Lost Boys

Joke Emmers

Description

The original script of Peter Pan begins with a foreword by author J.M. Barrie. He dedicates the work to “the five brothers”. Without them, he writes, this story would never have existed. A noble confession. A chance meeting in the park brought “the five” into Barrie’s life. And he would never let them go again. At last he had the family he had never had; at last he had true muses upon which to graft his writing. The five were more than inspiration. They were the subject. They were his life. They were his imagination. Whether they wanted to or not.

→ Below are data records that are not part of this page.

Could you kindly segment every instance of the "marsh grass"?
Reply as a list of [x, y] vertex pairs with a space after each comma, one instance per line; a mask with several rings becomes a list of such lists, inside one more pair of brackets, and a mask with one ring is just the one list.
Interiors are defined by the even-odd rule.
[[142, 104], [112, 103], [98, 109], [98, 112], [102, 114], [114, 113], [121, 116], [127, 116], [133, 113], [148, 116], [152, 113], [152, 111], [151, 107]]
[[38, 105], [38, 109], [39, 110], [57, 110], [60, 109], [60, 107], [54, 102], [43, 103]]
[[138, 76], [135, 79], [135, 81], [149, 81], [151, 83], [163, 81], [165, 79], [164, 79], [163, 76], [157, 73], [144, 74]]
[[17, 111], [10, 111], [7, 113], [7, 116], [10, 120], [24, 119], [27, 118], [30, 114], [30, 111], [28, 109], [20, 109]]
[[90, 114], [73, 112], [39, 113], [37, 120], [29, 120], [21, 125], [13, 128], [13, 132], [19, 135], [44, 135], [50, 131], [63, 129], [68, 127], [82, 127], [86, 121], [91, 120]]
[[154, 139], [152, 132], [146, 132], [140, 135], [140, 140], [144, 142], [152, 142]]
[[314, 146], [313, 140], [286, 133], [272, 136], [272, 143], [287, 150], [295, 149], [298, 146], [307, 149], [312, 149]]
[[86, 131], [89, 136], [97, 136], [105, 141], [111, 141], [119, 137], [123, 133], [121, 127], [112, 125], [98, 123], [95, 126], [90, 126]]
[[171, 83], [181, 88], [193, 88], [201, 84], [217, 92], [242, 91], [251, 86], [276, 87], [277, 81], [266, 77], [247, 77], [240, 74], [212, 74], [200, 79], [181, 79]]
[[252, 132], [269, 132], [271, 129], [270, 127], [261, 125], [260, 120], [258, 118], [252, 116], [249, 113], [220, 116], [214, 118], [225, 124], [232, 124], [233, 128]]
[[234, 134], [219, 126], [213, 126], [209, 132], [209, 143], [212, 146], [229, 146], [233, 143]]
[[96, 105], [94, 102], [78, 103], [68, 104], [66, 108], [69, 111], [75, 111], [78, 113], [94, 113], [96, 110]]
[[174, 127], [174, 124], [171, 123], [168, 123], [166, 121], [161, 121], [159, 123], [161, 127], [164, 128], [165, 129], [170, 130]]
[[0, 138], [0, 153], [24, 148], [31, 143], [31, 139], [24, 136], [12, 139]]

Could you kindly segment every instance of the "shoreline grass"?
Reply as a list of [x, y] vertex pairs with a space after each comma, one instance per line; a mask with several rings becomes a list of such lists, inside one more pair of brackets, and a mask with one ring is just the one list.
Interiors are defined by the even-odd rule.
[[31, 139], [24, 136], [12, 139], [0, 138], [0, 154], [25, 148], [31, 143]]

Evelien Bosmans, Joke Emmers, Thomas Janssens and Matthias Meersman put themselves in the position of Barrie. They take the tension between his personal life and his imaginary world as a starting point for this new performance. Can you lose yourself in fantasy? Is reality stronger than imagination? Do we need to escape every now and then, to Neverland or Wonderland or whatever the shelter is called? Does art provide comfort? Or is it just a pipe dream?

Like Barrie, Bosmans, Emmers, Janssens and Meersman are surrounded by ‘lost boys’. Children who are labeled as ‘lost boys’ for this or that reason. Like Barrie and Peter Pan, they pull them into Neverland. They are the subject. They are life. They are their imagination. Whether they want it or not.